Why Is This Rulemaking Needed?

The need for the change to 50 CFR 21.29(k) arose from the desire of the state of Connecticut to institute a falconry program for the benefit of citizens interested in the sport of falconry. Accordingly, the state promulgated regulations that we have concluded meet the Federal requirements protecting migratory birds. The change to 50 CFR 21.29(k) is necessary to allow persons in the state of Connecticut to practice falconry under the regulations the state submitted for approval. Start Printed Page 34696

Background

The Fish and Wildlife Service is the Federal agency with the primary responsibility for managing migratory birds. Our authority is based on the Migratory Bird Treaty Act (MBTA) (16 U.S.C. 703 et. seq.), which implements conventions with Great Britain (for Canada), Mexico, Japan, and the Soviet Union (Russia). Raptors (birds of prey) are afforded Federal protection by the 1972 amendment to the Convention for the Protection of Migratory Birds and Game Animals, February 7, 1936, United States—Mexico, as amended; the Convention between the United States and Japan for the Protection of Migratory Birds in Danger of Extinction and Their Environment, September 19, 1974; and the Convention Between the United States of America and the Union of Soviet Socialist Republics (Russia) Concerning the Conservation of Migratory Birds and Their Environment, November 26, 1976.
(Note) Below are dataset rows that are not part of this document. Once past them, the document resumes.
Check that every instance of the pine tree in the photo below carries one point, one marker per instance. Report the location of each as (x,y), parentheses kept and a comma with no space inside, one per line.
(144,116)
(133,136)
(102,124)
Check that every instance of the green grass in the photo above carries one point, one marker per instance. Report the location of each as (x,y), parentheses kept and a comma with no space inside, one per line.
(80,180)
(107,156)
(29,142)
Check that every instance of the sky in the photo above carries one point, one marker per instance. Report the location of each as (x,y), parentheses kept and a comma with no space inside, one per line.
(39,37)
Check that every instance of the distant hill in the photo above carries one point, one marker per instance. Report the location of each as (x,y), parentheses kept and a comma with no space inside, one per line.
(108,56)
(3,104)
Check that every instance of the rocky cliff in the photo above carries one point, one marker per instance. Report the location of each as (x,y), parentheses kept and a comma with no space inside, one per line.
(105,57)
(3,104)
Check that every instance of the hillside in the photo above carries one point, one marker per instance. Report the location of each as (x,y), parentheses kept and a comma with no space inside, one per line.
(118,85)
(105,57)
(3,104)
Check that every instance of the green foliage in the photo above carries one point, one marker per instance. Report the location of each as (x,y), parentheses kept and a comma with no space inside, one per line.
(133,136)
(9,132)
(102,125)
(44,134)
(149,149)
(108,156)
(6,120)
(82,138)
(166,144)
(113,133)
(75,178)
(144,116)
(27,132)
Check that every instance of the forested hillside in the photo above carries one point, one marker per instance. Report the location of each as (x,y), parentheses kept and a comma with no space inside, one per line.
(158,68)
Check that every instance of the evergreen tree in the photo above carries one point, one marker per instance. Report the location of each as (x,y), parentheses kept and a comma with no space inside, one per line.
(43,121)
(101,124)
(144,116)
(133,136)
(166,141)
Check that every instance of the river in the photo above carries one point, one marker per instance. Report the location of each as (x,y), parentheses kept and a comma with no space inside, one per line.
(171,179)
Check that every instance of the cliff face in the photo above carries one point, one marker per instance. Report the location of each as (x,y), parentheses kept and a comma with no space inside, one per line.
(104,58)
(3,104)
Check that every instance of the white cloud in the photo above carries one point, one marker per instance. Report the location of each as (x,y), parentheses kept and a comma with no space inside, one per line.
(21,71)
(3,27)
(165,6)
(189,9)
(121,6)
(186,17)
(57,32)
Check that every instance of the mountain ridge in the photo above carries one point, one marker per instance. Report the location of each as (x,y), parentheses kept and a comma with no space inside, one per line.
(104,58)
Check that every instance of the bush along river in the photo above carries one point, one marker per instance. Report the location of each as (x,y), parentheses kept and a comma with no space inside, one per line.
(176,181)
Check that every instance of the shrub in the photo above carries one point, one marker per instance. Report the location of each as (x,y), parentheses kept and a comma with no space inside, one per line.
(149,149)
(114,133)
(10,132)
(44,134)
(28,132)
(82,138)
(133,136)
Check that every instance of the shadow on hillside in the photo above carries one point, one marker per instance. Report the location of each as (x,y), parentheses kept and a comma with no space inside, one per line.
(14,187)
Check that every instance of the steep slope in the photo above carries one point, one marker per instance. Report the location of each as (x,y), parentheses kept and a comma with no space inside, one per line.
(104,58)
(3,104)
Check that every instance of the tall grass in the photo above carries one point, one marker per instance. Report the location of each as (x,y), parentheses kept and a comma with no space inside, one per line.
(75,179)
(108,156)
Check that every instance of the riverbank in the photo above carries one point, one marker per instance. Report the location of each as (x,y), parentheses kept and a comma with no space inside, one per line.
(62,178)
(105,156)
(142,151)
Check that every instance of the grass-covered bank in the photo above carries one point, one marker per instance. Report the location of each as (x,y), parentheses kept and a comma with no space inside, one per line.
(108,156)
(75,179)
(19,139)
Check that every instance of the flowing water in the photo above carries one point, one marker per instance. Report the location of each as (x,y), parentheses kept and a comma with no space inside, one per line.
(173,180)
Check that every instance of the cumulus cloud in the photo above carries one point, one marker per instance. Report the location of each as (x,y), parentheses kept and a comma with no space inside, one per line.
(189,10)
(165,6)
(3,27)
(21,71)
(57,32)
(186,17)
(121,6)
The taking and possession of raptors for falconry are strictly prohibited except as permitted under regulations implementing the MBTA. Raptors also may be protected by state regulations. Regulations governing the issuance of permits for migratory birds are authorized by the MBTA and subsequent regulations. They are in title 50, Code of Federal Regulations, parts 10, 13, 21, and (for eagle falconry) 22.

Federal falconry standards contained in 50 CFR 21.29(d) through (i) include permit requirements, classes of permits, examination procedures, facilities and equipment standards, raptor marking restrictions, and raptor taking restrictions. Regulations in 50 CFR part 21 also provide for review and approval of state falconry laws by the Fish and Wildlife Service. A list of states whose falconry laws are approved by the Service is found in 50 CFR 21.29(k). The practice of falconry is authorized in those states.
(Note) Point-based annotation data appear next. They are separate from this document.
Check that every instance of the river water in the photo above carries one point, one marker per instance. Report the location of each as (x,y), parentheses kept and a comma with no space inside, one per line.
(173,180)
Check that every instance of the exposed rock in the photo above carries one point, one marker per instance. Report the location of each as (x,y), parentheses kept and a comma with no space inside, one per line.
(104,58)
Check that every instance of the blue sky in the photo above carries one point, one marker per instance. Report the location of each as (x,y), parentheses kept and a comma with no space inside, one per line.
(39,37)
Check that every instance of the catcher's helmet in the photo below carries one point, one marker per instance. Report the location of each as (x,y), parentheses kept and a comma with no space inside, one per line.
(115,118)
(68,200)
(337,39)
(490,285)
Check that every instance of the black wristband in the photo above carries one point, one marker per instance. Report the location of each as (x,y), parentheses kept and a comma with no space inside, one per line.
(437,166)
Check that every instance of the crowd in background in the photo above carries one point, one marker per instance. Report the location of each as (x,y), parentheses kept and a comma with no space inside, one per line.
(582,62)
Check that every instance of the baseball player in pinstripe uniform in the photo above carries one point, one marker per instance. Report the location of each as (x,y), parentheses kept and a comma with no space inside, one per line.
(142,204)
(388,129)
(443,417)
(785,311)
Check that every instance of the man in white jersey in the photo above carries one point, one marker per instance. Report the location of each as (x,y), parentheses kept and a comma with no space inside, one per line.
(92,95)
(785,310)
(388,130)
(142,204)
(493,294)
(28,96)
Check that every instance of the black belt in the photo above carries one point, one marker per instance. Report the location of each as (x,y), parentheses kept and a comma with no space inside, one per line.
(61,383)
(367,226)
On December 20, 2004, we published a proposed rule in the Federal Register (69 FR 75892) to add the state of Connecticut to the list of states whose falconry laws meet or exceed Federal falconry standards. As provided in 50 CFR 21.29(a) and (c), the Director had reviewed certified copies of the falconry regulations adopted by the state of Connecticut and had determined that they meet or exceed Federal falconry standards. Connecticut regulations also meet or exceed all restrictions or conditions found in 50 CFR 21.29(j), which includes requirements on the number, species, acquisition, and marking of raptors.
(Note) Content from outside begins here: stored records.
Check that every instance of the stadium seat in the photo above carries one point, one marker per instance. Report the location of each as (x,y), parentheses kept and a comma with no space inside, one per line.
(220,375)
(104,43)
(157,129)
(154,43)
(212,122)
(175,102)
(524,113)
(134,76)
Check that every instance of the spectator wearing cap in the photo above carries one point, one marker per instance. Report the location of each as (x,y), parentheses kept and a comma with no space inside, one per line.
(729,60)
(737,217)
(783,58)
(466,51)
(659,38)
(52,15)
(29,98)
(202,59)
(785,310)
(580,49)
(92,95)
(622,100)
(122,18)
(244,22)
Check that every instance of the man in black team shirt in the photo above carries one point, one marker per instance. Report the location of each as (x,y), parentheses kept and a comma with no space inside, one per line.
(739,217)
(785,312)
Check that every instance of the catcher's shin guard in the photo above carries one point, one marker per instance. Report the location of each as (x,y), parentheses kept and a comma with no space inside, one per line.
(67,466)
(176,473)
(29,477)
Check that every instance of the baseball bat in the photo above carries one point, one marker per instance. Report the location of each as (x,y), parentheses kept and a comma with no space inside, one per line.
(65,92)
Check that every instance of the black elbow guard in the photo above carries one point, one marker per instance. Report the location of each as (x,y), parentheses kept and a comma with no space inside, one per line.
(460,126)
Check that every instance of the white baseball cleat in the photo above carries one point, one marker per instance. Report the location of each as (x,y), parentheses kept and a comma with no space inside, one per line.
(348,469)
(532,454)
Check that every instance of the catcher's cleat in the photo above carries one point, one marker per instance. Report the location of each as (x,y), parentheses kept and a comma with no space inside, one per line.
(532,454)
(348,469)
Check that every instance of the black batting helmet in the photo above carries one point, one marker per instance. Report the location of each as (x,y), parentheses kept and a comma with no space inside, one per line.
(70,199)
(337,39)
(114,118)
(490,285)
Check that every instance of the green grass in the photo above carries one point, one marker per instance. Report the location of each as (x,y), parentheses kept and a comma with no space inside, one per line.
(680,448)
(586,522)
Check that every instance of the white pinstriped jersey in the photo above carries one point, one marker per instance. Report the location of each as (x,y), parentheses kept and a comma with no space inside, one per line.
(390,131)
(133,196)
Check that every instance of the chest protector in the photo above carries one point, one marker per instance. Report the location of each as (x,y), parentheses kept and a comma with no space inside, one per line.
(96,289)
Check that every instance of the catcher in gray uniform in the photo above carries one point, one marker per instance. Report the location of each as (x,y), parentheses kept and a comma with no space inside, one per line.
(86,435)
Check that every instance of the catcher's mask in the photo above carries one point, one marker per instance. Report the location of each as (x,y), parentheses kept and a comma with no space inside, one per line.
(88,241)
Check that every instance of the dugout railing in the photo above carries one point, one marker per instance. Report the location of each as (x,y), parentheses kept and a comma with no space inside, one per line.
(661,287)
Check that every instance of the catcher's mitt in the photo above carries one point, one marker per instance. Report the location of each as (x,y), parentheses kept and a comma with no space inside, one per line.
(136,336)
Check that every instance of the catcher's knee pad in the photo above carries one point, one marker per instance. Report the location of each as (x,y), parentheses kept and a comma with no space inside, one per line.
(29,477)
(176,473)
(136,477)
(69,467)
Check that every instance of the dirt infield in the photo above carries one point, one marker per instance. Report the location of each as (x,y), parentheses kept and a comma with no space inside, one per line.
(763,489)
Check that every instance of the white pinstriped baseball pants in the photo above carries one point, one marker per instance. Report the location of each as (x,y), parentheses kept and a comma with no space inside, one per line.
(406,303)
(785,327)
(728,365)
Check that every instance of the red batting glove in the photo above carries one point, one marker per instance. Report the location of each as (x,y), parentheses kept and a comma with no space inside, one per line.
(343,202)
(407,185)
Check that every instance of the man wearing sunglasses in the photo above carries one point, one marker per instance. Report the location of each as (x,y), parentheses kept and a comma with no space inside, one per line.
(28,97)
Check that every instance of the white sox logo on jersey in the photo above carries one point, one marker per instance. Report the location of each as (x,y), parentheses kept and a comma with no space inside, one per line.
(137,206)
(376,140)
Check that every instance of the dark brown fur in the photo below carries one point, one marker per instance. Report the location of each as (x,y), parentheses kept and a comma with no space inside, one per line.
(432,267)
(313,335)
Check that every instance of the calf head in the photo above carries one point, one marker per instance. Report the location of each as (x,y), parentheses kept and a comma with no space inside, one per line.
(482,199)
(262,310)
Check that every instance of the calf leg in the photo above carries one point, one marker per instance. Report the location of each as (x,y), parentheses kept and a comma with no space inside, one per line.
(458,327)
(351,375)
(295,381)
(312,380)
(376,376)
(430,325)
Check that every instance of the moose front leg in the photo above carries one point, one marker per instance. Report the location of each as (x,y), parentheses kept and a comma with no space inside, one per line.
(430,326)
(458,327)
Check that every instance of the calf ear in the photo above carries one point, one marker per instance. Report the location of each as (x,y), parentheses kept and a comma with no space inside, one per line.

This rule adds the state of Connecticut under § 21.29(k) as a state that meets Federal falconry standards. Inclusion of Connecticut in this list eliminates the previous restriction that prohibited falconry within that state. The practice of falconry is now authorized in Connecticut.

This rule is effective immediately. The Administrative Procedure Act (5 U.S.C. 553(d)(1)) allows us to do so because this final rule relieves a restriction that prohibited the state of Connecticut from allowing the practice of falconry.

What Comments on the Proposed Rule Did We Receive?

We received 80 applicable comments on the proposed rule from individuals and organizations. We received no comments from government agencies. Fifty-one of the comments endorsed approval of the Connecticut falconry regulations. Thirteen of the comments expressed opposition to the approval of the Connecticut falconry regulations because the writers were opposed to falconry. None, however, addressed whether the Connecticut regulations are in compliance with the Federal falconry regulations.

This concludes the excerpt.